Fortunately, recently, a step forward has been taken by the United Nations by adopting a landmark resolution on climate justice. This resolution lays the foundation for establishing a legal test that holds countries legally accountable for failing to tackle climate change. The resolution is considered a legal opinion of the international court of justice (ICJ) that is not legally binding in domestic courts, but it is seen as a necessary first step in fighting climate injustice on an international level. The resolution was supported by 120 countries except the US. At first, this American attitude raised questions in my mind, but things became a lot clearer after looking at recent US decisions concerning fossil fuels.
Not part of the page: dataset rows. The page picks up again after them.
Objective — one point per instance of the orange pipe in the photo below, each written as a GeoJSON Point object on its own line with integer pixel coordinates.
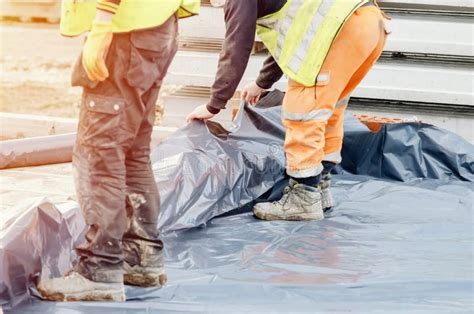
{"type": "Point", "coordinates": [37, 151]}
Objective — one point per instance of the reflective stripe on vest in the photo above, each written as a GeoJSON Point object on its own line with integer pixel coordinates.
{"type": "Point", "coordinates": [77, 15]}
{"type": "Point", "coordinates": [300, 35]}
{"type": "Point", "coordinates": [302, 50]}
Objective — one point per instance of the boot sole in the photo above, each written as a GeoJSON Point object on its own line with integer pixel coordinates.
{"type": "Point", "coordinates": [145, 280]}
{"type": "Point", "coordinates": [96, 295]}
{"type": "Point", "coordinates": [306, 216]}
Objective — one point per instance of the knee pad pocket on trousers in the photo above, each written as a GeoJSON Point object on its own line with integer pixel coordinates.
{"type": "Point", "coordinates": [100, 119]}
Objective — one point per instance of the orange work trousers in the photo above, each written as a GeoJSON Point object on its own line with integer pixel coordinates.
{"type": "Point", "coordinates": [314, 115]}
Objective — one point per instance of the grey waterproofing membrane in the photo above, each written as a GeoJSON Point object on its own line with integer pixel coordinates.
{"type": "Point", "coordinates": [399, 240]}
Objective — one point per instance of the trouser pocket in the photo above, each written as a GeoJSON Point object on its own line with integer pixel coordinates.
{"type": "Point", "coordinates": [100, 118]}
{"type": "Point", "coordinates": [152, 50]}
{"type": "Point", "coordinates": [79, 76]}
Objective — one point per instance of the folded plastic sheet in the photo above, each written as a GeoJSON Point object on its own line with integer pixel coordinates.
{"type": "Point", "coordinates": [386, 246]}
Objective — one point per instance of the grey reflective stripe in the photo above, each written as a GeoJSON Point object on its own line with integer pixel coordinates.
{"type": "Point", "coordinates": [323, 114]}
{"type": "Point", "coordinates": [343, 102]}
{"type": "Point", "coordinates": [284, 25]}
{"type": "Point", "coordinates": [268, 22]}
{"type": "Point", "coordinates": [305, 44]}
{"type": "Point", "coordinates": [304, 173]}
{"type": "Point", "coordinates": [334, 157]}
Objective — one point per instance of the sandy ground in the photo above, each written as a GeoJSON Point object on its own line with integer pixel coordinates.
{"type": "Point", "coordinates": [36, 62]}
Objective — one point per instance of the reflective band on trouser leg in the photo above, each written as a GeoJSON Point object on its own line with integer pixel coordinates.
{"type": "Point", "coordinates": [305, 120]}
{"type": "Point", "coordinates": [334, 135]}
{"type": "Point", "coordinates": [303, 48]}
{"type": "Point", "coordinates": [343, 102]}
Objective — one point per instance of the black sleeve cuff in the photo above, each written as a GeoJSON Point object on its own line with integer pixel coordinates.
{"type": "Point", "coordinates": [263, 84]}
{"type": "Point", "coordinates": [212, 109]}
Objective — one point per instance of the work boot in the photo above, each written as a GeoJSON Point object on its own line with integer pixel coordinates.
{"type": "Point", "coordinates": [142, 276]}
{"type": "Point", "coordinates": [75, 287]}
{"type": "Point", "coordinates": [325, 186]}
{"type": "Point", "coordinates": [299, 202]}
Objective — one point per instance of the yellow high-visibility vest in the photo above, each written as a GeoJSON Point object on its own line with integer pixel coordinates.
{"type": "Point", "coordinates": [77, 15]}
{"type": "Point", "coordinates": [301, 33]}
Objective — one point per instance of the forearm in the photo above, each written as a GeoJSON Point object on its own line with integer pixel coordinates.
{"type": "Point", "coordinates": [269, 74]}
{"type": "Point", "coordinates": [240, 17]}
{"type": "Point", "coordinates": [110, 6]}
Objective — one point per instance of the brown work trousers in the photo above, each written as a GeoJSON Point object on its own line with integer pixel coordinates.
{"type": "Point", "coordinates": [114, 181]}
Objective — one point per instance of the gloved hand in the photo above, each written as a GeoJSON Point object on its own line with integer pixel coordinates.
{"type": "Point", "coordinates": [95, 50]}
{"type": "Point", "coordinates": [251, 93]}
{"type": "Point", "coordinates": [200, 113]}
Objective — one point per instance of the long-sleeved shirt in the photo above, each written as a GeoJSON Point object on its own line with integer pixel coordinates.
{"type": "Point", "coordinates": [108, 5]}
{"type": "Point", "coordinates": [241, 24]}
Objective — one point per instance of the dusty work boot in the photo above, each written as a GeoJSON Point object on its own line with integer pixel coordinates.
{"type": "Point", "coordinates": [143, 276]}
{"type": "Point", "coordinates": [299, 202]}
{"type": "Point", "coordinates": [75, 287]}
{"type": "Point", "coordinates": [326, 195]}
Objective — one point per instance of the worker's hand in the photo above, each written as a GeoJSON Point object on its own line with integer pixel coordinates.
{"type": "Point", "coordinates": [95, 50]}
{"type": "Point", "coordinates": [251, 93]}
{"type": "Point", "coordinates": [200, 113]}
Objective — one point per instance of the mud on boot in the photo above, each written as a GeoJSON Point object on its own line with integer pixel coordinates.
{"type": "Point", "coordinates": [299, 202]}
{"type": "Point", "coordinates": [143, 276]}
{"type": "Point", "coordinates": [75, 287]}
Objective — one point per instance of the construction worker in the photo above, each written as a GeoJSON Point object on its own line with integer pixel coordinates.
{"type": "Point", "coordinates": [123, 62]}
{"type": "Point", "coordinates": [325, 48]}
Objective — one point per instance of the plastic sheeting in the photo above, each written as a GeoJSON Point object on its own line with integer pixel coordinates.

Joe Biden, self-proclaimed “climate president”, opened an auction to drill 73 million acres of the Gulf of Mexico for oil and gas. Furthermore, Biden has hypocritically approved a huge multi-decade-long oil and gas drilling project in Alaska. This approval has angered Alaska Native communities, who fear that this project will undermine food security, endanger wildlife and accelerate climate change. The Netherlands, another ‘developed’ country, is believed to spend billions of euros on fossil fuel projects. According to Extinction Rebellion, the Dutch government spends 17.5 billion on fossil fuel projects, an amount that is three times as big as the Dutch public money spent on climate change.
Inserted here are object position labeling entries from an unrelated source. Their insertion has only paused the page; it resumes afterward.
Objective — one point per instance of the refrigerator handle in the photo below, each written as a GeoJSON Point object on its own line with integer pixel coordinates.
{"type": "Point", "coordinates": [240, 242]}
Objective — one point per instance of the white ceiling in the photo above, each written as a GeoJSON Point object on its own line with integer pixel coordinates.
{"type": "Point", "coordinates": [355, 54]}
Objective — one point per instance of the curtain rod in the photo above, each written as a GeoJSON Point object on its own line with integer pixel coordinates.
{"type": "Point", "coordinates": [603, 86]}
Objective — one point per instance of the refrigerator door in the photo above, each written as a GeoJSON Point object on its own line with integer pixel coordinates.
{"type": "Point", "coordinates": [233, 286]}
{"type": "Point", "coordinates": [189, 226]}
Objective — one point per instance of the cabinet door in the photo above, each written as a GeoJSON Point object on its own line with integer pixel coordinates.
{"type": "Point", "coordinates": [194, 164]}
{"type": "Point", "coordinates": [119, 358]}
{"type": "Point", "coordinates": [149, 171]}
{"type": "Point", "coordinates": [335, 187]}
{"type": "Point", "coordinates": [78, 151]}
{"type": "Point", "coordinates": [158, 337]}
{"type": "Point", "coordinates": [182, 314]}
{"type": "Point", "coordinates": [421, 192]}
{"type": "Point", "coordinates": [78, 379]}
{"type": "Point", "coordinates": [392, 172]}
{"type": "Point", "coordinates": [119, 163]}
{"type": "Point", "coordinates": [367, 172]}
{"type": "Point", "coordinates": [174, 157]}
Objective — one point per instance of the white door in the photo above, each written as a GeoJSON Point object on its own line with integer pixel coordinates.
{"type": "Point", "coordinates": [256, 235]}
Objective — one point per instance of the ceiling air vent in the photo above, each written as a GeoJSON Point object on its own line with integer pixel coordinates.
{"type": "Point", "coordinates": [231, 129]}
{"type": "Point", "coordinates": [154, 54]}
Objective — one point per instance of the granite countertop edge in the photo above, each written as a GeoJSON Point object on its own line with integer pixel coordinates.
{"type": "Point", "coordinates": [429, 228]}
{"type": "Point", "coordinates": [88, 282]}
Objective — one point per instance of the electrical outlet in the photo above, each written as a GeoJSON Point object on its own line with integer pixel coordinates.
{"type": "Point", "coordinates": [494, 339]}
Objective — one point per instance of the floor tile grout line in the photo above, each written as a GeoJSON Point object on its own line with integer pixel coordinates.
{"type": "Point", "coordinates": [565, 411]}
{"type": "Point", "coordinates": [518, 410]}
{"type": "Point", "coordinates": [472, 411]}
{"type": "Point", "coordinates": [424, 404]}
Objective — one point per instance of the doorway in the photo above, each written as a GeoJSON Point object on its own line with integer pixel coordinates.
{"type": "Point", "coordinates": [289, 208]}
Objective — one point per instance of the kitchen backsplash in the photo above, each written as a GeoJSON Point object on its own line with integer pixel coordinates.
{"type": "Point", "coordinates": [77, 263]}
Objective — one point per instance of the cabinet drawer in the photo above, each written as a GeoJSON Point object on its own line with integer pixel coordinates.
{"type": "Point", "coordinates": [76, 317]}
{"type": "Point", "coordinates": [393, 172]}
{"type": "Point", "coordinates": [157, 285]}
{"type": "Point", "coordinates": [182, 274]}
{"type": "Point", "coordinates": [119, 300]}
I wish that things were different, I would have loved to see the US and the Netherlands take the lead in the global fight against climate change. However, in reality, a lot of rich countries are unwilling to take responsibility for their climate-unfriendly behaviour in the present and in the past.
Inhabitants of many ‘developed’ countries such as the Netherlands and the US have a massive carbon footprint due to their exorbitant way of living. In 2020, an Oxfam report stated that the richest 10% of the global population was responsible for about 52% of global emissions over the period between 1990 and 2015. Still, instead of decarbonising, ‘developed’ countries keep investing in fossil fuel projects. Hopefully, soon, the most polluting countries will take responsibility for their actions and make the greatest efforts in tackling climate change.